I'm sorry if this is a simple question but I have a csv file with time formats as follows: hh:mm:ss
An extract of the file looks like this:
column_name
00:00:00
01:00:00
02:00:00
03:00:00
...
23:00:00
00:00:00
I have the following regex expression to match all those times
[0-9]{2}[:][0-9]{2}[:][0-9]{2}
My question is how do I get rid of the colon and the seconds (:ss
) essentially changing the format from
hh:mm:ss
to hh:mm
in a python script?
I managed to change all the -
to /
by using this line of code:
df['column_name'] = df['column_name'].str.replace('-', '/')
I tried using this line:
df['column_name'] = [re.sub(r'[0-9]{2}[:][0-9]{2}[:][0-9]{2}', r'[0-9]{2}[:][0-9]{2}', str(x)) for x in df['column_name']]

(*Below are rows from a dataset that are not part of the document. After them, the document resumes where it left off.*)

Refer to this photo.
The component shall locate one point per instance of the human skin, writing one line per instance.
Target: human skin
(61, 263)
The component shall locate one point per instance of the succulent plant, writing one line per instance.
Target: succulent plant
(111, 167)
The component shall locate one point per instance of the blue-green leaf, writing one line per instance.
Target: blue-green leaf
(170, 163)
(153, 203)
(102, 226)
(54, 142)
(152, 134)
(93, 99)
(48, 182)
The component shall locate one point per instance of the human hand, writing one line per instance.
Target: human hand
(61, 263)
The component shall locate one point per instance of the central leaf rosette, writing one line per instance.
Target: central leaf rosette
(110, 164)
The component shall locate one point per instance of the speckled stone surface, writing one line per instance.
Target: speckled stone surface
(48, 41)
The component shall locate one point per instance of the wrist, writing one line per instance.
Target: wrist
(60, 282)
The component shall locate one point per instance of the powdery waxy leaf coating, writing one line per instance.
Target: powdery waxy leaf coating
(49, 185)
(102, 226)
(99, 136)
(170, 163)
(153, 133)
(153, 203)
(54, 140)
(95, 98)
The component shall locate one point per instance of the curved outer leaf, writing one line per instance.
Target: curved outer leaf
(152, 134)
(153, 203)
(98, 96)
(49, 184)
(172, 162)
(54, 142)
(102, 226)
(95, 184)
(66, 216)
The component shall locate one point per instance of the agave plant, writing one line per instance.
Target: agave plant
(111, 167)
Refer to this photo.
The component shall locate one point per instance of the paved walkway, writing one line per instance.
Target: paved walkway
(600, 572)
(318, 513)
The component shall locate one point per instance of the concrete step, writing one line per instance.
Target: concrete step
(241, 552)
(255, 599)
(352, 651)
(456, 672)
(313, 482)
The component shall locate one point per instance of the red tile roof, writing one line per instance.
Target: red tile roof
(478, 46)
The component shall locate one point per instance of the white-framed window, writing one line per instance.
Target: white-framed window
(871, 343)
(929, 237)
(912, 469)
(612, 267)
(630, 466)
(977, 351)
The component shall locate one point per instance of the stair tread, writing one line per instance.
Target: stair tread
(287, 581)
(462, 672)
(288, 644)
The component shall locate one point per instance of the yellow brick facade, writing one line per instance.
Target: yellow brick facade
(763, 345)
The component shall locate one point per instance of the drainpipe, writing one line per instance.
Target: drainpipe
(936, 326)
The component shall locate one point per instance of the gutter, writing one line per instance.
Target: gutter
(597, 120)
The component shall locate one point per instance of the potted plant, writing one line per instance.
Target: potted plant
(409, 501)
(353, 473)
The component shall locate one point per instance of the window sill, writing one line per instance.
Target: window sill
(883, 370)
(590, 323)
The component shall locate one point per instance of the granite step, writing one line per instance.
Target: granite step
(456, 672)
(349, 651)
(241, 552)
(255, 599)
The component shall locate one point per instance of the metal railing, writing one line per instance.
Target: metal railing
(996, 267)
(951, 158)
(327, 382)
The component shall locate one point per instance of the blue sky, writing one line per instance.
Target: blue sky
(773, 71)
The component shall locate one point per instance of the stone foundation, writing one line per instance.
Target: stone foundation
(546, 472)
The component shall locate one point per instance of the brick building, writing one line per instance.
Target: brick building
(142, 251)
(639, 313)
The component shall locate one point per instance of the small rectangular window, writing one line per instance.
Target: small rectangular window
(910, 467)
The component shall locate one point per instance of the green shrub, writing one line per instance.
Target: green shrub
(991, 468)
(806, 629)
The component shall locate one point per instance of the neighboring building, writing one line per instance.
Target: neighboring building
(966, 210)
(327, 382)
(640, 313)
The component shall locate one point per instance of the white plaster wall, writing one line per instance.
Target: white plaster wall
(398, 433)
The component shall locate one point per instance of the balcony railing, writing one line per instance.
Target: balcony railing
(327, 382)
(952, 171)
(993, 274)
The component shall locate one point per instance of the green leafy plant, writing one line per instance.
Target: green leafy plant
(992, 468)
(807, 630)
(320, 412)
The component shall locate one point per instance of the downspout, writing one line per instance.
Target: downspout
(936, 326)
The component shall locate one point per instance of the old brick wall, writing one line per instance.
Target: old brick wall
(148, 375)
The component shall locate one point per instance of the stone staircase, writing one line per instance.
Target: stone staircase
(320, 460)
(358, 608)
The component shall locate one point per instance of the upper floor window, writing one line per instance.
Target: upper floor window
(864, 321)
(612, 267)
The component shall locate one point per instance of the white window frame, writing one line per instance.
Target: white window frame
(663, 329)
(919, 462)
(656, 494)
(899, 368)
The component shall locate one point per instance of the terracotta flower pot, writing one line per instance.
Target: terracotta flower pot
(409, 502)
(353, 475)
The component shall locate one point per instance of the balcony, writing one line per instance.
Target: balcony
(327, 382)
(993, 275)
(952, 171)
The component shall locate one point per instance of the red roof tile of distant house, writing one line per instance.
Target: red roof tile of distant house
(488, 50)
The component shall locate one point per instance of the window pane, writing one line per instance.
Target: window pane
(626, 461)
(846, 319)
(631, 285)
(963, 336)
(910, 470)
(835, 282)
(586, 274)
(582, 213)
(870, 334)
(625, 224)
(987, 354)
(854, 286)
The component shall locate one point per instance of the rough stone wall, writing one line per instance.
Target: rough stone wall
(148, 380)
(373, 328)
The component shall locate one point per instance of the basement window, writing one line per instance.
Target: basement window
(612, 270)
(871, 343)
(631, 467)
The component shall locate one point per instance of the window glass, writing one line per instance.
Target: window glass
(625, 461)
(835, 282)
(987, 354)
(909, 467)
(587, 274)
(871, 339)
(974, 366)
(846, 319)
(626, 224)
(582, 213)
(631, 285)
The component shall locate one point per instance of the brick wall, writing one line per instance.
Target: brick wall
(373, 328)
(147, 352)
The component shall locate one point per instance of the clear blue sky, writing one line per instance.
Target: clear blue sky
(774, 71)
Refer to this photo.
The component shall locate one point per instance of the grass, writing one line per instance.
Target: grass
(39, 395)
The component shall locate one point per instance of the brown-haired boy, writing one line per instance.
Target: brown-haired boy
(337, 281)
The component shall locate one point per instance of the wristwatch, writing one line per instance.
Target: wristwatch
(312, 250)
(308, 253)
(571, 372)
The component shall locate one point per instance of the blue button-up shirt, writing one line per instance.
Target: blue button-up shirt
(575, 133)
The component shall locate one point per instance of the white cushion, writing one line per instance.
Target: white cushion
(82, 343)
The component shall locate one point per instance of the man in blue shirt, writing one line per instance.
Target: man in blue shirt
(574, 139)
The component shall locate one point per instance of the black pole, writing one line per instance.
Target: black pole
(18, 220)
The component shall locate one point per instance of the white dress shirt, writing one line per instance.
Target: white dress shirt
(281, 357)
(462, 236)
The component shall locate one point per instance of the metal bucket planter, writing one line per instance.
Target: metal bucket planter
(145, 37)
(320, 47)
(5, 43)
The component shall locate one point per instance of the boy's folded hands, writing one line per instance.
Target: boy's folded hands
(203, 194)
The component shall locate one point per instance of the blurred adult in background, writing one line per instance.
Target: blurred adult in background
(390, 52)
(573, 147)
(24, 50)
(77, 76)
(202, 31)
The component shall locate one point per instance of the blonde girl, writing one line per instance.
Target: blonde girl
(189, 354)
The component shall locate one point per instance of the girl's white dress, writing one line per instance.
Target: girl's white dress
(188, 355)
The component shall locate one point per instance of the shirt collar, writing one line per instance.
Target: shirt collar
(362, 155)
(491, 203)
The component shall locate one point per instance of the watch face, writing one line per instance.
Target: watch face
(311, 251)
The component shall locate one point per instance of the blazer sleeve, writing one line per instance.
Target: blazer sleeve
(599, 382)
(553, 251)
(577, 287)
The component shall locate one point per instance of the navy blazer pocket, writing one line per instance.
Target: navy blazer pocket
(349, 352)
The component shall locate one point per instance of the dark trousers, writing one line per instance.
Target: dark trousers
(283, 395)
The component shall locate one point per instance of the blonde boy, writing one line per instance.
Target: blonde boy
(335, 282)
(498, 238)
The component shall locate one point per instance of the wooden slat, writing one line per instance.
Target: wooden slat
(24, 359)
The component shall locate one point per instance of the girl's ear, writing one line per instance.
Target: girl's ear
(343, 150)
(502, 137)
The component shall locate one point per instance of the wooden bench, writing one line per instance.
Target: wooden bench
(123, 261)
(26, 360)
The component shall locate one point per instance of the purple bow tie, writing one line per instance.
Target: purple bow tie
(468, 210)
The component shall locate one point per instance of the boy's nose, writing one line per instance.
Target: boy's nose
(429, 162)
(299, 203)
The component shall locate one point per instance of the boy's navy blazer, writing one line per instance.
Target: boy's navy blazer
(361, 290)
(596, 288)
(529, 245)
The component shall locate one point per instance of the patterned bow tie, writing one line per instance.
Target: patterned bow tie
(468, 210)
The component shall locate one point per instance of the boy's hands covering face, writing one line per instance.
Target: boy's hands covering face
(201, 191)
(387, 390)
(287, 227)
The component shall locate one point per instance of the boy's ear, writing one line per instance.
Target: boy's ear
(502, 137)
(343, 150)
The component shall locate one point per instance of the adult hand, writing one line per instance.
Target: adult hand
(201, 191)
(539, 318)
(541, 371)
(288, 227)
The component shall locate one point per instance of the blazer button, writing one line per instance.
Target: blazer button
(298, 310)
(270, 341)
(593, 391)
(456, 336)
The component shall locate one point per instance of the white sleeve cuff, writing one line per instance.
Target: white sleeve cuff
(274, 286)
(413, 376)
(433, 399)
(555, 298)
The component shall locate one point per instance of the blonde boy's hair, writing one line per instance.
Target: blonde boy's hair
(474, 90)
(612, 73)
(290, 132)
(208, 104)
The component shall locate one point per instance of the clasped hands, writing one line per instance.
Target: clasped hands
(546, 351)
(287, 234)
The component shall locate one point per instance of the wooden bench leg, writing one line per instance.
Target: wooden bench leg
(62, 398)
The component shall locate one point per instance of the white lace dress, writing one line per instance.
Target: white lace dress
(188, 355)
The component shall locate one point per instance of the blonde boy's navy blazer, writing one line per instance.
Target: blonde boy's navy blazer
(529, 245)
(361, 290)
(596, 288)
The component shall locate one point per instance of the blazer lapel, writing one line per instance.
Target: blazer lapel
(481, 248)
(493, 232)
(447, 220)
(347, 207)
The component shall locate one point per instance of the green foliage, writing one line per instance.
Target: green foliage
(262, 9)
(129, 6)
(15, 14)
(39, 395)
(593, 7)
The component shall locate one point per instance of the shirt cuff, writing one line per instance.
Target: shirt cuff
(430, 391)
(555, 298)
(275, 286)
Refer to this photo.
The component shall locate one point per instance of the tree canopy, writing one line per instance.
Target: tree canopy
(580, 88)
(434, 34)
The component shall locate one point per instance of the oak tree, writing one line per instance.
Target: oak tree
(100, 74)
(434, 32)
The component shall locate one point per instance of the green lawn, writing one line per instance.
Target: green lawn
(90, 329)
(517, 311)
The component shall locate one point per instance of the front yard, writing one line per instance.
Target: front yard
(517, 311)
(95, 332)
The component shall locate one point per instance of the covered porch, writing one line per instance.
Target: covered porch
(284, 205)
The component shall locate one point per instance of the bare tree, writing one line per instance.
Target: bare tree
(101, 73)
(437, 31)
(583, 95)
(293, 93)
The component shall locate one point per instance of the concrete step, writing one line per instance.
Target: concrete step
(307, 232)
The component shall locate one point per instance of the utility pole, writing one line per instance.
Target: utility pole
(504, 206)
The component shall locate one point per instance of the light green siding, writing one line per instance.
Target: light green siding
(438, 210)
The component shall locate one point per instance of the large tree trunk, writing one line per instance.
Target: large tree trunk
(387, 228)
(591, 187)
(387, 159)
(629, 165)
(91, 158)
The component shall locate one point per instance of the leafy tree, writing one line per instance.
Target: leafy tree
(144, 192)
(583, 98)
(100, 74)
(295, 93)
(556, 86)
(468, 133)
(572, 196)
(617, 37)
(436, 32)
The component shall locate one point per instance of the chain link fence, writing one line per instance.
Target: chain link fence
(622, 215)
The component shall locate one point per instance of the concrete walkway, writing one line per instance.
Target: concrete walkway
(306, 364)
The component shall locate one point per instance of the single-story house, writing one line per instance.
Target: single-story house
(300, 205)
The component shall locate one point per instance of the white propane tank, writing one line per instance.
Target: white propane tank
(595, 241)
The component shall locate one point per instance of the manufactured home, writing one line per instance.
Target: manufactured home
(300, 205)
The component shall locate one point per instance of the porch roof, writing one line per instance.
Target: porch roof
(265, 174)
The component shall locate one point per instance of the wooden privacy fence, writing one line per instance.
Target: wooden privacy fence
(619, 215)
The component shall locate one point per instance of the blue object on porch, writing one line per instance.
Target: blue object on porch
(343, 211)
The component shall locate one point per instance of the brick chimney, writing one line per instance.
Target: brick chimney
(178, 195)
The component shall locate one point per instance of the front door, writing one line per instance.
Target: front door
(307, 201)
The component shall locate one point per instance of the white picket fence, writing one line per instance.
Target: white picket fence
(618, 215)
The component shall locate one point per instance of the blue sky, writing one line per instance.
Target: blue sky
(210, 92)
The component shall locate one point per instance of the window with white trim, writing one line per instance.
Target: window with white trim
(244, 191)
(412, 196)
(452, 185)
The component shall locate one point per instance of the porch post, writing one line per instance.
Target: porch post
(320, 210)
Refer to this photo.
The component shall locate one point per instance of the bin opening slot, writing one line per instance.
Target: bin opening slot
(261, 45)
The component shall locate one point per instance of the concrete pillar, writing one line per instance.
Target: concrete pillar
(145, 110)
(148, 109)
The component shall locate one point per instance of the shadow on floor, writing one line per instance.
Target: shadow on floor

But this changed all the times to this [0-9]{2}[:][0-9]{2}
I also tried just using slicing such as [:-3]
but I could not get it to work:
df['column_name'] = [re.sub(r'[0-9]{2}[:][0-9]{2}[:][0-9]{2}', [:-3], str(x)) for x in df['column_name']]
Any help would be much appreciated, Thank you
CodePudding user response:
You can slice the string with str:
df['column_name'] = df['column_name'].str[:-3]
Or:
df['column_name'] = df['column_name'].str.rsplit(':', 1).str[0]
CodePudding user response:
if you want to use regex to tackle this, use capture groups:
df.column_name.str.replace(r'(\d{2}):(\d{2}):(\d{2})', r'\1:\2', regex=True)
to define a capture group, you enclose it in parenthesis. you can then refer to the captured string using the group index (starting with one).
also, important to note that since the groups are referred as \<group-number>
, a raw regex string needs to be used.